Near your garden tap if you have one is a good start. If you don’t have an outdoor tap, it would be a practical investment and will save you hours. You don’t want to be dragging a heavy hose right across everything and it can make such a mess.
Clearing the Ground
If you are taking up a part of your lawn to create a new bed it can be a heavy job. If you are in no rush you could cover it layers of newspaper (5 sheets thick should do).
You then need to add 3 inches (7/8 centimetres) of compost over the area. Use a quality compost as this will have a good combination of top soil and potting mix.
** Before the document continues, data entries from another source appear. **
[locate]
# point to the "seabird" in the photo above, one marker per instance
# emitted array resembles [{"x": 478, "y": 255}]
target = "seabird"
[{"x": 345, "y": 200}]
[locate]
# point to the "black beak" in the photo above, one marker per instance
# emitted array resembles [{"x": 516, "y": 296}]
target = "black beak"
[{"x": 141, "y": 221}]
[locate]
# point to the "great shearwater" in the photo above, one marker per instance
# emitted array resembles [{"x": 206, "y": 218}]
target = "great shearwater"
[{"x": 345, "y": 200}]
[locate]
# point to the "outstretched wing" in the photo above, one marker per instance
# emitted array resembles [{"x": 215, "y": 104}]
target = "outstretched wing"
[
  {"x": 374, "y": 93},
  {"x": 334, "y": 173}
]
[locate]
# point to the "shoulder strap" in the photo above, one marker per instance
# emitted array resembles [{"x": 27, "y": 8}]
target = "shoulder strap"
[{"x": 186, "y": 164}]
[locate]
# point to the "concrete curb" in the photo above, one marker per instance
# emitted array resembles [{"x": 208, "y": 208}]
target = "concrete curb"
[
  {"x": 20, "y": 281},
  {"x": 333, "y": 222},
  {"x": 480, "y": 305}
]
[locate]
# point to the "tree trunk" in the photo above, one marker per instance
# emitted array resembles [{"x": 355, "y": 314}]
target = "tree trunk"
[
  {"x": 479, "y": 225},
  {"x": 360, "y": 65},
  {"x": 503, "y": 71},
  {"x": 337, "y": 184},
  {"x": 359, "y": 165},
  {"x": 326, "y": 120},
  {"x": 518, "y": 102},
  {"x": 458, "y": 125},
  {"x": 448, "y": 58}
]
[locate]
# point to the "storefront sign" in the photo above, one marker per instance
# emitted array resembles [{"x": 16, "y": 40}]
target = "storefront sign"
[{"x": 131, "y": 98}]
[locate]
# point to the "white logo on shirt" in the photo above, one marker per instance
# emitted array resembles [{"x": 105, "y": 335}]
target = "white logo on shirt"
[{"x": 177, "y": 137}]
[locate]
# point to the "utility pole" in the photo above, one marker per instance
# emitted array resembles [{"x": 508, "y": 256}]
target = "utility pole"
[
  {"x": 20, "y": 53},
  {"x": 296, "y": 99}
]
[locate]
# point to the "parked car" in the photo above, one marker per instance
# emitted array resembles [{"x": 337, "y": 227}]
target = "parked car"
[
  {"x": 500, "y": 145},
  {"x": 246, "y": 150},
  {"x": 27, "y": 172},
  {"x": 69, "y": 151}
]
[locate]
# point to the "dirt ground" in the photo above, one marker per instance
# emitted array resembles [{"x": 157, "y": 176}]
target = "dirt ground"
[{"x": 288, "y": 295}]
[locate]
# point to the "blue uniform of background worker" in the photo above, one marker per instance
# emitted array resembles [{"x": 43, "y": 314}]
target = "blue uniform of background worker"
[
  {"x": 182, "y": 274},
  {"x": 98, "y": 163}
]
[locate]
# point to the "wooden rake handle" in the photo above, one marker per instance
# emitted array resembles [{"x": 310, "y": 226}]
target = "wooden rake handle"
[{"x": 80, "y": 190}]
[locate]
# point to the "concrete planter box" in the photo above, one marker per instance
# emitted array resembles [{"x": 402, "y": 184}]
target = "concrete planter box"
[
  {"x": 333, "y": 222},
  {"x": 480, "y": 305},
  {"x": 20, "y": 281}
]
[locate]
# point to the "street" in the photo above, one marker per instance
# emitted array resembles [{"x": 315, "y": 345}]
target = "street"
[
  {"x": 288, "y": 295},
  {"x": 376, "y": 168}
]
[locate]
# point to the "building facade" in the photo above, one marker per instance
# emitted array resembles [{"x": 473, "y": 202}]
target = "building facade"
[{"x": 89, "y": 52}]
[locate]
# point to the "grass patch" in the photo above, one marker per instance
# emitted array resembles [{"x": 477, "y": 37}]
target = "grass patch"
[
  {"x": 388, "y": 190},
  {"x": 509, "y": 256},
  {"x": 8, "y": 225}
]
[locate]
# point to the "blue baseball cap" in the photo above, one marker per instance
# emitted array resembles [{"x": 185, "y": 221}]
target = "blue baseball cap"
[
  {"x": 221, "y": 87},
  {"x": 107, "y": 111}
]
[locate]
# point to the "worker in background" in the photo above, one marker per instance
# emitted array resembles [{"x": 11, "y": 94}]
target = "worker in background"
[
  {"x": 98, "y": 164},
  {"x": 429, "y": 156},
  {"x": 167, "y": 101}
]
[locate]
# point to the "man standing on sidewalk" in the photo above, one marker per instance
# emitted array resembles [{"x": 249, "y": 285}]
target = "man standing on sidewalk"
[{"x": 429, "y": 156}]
This whole process will take about four months for the newspaper to degrade and decompose. You can then dig it over and the grass will be gone.
Digging up the lawn will be a guarantee that you will have less weeds. So, it depends on whether you are physically able or have the time to dig the lawn up. If you have a garden with poor access the newspaper trick is still a good option.
Improve your Soil
All areas of your garden soil will need a boost of nutrients at some point.
Adding some organic matter will help enormously. A good 3 inches of rotted leaves, manure or shop bought organic matter in bags will make a significant difference.
If you leave the matter for a few months, it will work its way into your soil. If you can dig, do so. Digging will loosen up the soil and make it lighter so your new plants can form a good root structure through it. Digging over the depth of about 8 – 12 inches (20-30 centimetres) or so should be deep enough.
If you have opted for a flower bed or vegetable plot, you will only need to turn your soil once a year. Obviously do this in spring before you start planting and the bed is empty.
The texture of your soil is a bit tricky but an easy way to tell if you have the right mix is get a handful and make a loose ball shape, it should damp enough form the shape but when you drop it, dry enough to fall apart.
If you would like to go that one step further to ensure the best results, get a soil testing kit too and check that the ground is suitable for the plants you are wanting to grow.
Picking the Pretties and Yummies
I know from experience when you are waiting for Spring only the amazing free seed and plant catalogues keep you sane waiting for the frosts to pass. Try and marry the varieties with your soil type and growing conditions and you will surprise yourself with a great crop.
Getting things in the Ground
Plan carefully and check which varieties you can plant straight from seed. Some will be able to tolerate the cold, others will definitely not. So, you can either buy plug plants (small plants already established from seed) or buy your own seed and start them off on your window sill or greenhouse. You will have to wait until the last frost has passed.
‘Ne'er cast a clout till May be out’ is some good old advice.
Seedling and plug plants should never dry out, as they get bigger and better established you can reduce watering as much. How often you need to water will depend on the condition of your soil and the weather and position you have the plants.
It’s a trial and error process if you are new to gardening. Never over water as they will rot from the roots.
Over-watering causes as much damage as letting them dry out. If the weather is good, water first thing in the morning this prevents evaporation.
If you must water in full sun because they are looking a bit sad and wilting, be sure not to get water on any leaves etc. As where ever the water goes the sun will scorch and leave nasty brown marks.
Mulching will help keep the weeds out and the water in. There are lots of variants of mulches available. Stick to something that will breakdown in a few months for vegetables and your annual flowers. Look at using something more permanent and longer lasting for perennials like a nice bark. We recommend muckers mulch which can be purchased here- https://tommytopsoil.com/products/mulches/muckers-mulch
Well you have done all the groundwork and now for a bit of upkeep. Water when your garden needs it, more on hotter days. Pull the weeds up and stop them getting big. (This is why veggies are planted in careful rows, so you can differentiate between the young plants and the weeds).
About way through the growing season dig in some dry fertilizer its very reasonably priced. Other than that you can water in a liquid one every month.